The high global gas prices has not had significant effect on Methanex as it has hedged the prices in 65 percent of the feedstock it receives.
Methane CEO explained it was the major reason for the hedging that Methanex has engaged in is because it wanted to be able to land its product in China at US $200 a metric tonne
Floren noted, “When we look at the gas market fundamentals in North America we still have that US $4. We are buying a lot of gas in that range and there are times when we will see what we are seeing outside that range and we will probably see less than $4. Having said that, there has not been a lot of exploration and development in the last two years because of covid and now because of ESG issues so you know what happens when there is no development drilling there is less supply that lead to higher prices.”

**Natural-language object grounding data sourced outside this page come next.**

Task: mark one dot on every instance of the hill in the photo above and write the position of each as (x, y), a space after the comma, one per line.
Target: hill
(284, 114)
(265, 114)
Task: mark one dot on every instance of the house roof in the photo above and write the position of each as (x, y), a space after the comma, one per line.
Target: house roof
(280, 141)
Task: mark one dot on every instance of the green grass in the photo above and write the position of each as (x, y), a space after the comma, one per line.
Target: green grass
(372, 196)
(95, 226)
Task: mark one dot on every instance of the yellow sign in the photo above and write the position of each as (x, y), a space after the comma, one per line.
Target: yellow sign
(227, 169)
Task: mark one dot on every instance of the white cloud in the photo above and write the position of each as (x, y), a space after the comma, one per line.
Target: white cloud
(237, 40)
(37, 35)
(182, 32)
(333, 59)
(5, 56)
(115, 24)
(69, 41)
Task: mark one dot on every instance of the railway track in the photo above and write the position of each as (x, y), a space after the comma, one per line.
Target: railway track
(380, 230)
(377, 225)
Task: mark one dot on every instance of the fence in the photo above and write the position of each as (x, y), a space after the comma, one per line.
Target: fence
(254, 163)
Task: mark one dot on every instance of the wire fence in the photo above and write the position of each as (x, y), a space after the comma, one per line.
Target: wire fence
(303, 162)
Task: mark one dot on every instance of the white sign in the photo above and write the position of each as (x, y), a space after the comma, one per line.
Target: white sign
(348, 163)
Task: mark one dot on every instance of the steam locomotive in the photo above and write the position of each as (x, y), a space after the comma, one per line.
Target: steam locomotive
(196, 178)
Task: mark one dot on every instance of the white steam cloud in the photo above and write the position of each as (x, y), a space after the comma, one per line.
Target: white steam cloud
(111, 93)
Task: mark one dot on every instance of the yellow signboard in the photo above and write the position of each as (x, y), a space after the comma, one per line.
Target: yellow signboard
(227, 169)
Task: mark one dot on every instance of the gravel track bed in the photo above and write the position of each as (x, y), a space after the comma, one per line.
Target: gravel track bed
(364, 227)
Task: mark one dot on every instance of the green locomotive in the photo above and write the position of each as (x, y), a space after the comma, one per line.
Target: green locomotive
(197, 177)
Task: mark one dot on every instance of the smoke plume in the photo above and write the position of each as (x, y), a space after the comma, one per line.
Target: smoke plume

He said with the price of natural gas in Europe he does not know how they can make a profit at this point in time.
“The LNG market today is at $17/$20 per mmbtu and Europe’s going to wean itself off Russian gas, its going to come from LNG and you just can’t make methanol at that price unless you get thousand dollars plus a tonne for the product, so I think unless something was to change with the direction of the product, for Russia and Europe, its going to be difficult for methanol, for ammonia and nitrogen and a lot of things that rely on natural gas.”
Floren noted that today’s methanol prices in the US are between US $7 to US $8 and at that price companies are still cash positive but that it cannot go on for much longer.
Green Methanol too expensive
The cost of making green methanol, or carbon neutral methanol is too expensive and at today’s price point would require buyers to purchase it at US $1000 a metric tonne.
Floren said, “It’s one thing to want to use green methanol but it’s another thing to pay for green methanol. If you look at renewable natural gas or the other pathways to making green methanol, you need about $1000 a tonne in the selling price to make it work. So we have that ability, we are in discussions with Maersk and I know they are in discussions with a number of different parties and they are going to be facing those same economics. Our view has always been as the shipping industry converts to use natural gas based methanol, the intention is as the economics gets better and the ability to afford green methanol gets through the system, they are going to want to want to convert, but they will use it in combination.”